When such conflict escalates — in riots or in the hardening of public discourse — renewed admonition follows. Above all, the disobedient child, the “naughty citizen,” is dealt with harshly. The powerlessness of leadership has by then grown so great that little room remains for distance, understanding, or self-relativization.

By imposing rules — such as a maximum number of visitors during the holidays — with a directiveness and arbitrariness that would no longer be tolerated in any daycare center since the 1970s, citizens are deprived of their reason and capacity for judgment. They are thereby made complicit in a potential failure. The child either loses its sense of self-worth — or acquires the label “naughty.”

Powerlessness and Responsibility

The term powerlessness is used deliberately here to avoid simplistic blame. Governments faced an extraordinary challenge, and much of their conduct is understandable in that context. But understandability does not absolve responsibility. Powerlessness does not preclude accountability — no more than it does in the case of parents.
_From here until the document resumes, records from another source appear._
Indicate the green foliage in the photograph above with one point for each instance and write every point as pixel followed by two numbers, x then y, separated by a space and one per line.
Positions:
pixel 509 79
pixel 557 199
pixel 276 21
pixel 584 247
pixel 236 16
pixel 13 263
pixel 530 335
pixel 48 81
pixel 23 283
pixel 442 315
Precisely where powerlessness is neither acknowledged nor contained, but instead compensated for through governmental overreach — through wearing trousers that are too large, through moral pretension and control — systemic damage with long-lasting psychological consequences arises. Whether the powerlessness is plausible or the intentions are good is largely irrelevant. What is operative is the fact of the asymmetrical power relationship, not the moral self-image of those who wield power.

Final thoughts

It is striking that, despite the volatility of policy and the persistent ministerial irritation at our allegedly irresponsible behavior, compliance among the vast majority of the population — including young people — remained high. Just as the child feels guilty when it does not “listen,” so many citizens experienced guilt when they hesitated or doubted.

The limited attention paid to this psychological and systemic dimension of the health crisis is a serious omission. Not because leaders acted in bad faith, but because powerlessness that is neither endured nor bounded inevitably causes harm. That is the hypothesis of this essay — and perhaps also its most uncomfortable conclusion.